Tre giorni fa si celebravano i trenta anni dalla morte di Charles Bukowski (9 marzo 1994) così sono andato a recuperare il suo romanzo d’esordio: Post Office.
“Mi riportarono a casa e lui se ne andò con lei. Io entrai dalla porta, li salutai, accesi la radio, trovai mezza pinta di scotch, la bevvi, ridendo, mi sentivo bene, rilassato, finalmente, libero, mi scottai le dita con un mozzicone di sigaretta troppo corto, poi mi trascinai fino al letto, arrivai al bordo, inciampai, caddi lungo disteso sul materasso, dormii, dormii, dormii…
La mattina dopo era mattina e io ero ancora vivo.
Forse scriverò un romanzo, pensai.
E lo scrissi.”

Bukowski e la beat generation
Quando lessi Sulla strada (Kerouac) avevo diciott’anni (1971), ero attratto dalla beat generation perché quelli erano i tempi delle marce per il Vietnam (Yankee go home!) e a me che vivevo al di qua dell’oceano e che detestavo l’imperialismo americano quei ragazzi che viaggiavano e facevano una vita da nomadi su e giù per le strade americane, che contestavano la società borghese, sembravano il meglio di quella società.
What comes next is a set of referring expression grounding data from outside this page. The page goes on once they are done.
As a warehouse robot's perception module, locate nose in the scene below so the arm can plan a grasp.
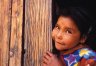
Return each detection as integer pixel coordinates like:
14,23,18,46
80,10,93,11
57,31,63,39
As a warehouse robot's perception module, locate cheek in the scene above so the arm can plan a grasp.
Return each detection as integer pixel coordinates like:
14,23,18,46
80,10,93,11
52,30,57,40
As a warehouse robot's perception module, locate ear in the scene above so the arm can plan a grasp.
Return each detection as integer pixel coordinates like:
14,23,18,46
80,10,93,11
80,35,87,44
Anche se, a ben vedere, Kerouac scrisse Sulla strada nel 1951, ben prima della guerra in Vietnam, e Sal e Dean, protagonisti del romanzo, vent’anni dopo avrebbero potuto combattere in Vietnam, uccidere i vietcong o venirne uccisi.
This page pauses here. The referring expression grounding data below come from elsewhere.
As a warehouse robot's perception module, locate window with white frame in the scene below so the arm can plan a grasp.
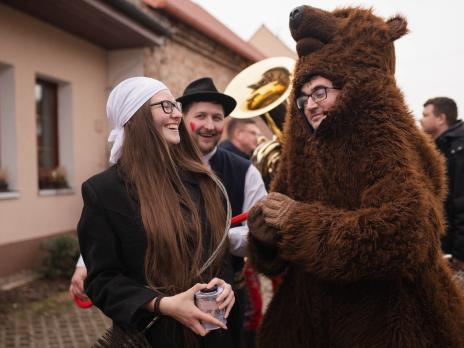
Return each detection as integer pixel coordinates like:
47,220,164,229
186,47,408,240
0,62,17,196
35,76,74,191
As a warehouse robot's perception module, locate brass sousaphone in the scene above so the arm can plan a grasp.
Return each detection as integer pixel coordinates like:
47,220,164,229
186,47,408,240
224,57,295,185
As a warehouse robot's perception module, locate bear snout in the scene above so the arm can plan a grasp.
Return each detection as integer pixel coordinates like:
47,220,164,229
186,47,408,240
289,5,338,57
290,5,304,30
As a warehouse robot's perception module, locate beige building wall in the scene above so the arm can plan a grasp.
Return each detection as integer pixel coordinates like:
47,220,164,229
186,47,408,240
248,24,297,59
0,5,107,258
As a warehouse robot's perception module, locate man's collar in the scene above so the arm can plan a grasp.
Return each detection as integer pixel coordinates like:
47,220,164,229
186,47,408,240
203,146,217,165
Quando a metà degli anni settanta lessi Bukowski (Storie di ordinaria follia) ne ricavai un’impressione di decadenza e di disperazione, ben lontana dall’atmosfera che avevo respirato leggendo Sulla strada. Lo stesso Bukowski non si considerò mai uno della beat generation. La lettura di Post Office, mezzo secolo dopo, conferma in pieno quella prima impressione. E’ bello comunque ricordare le pressioni che Bukowski fece per convincere la sua casa editrice (Black Sparrow) a ristampare i libri del grande John Fante (questa però è un’altra storia, ci tornerò).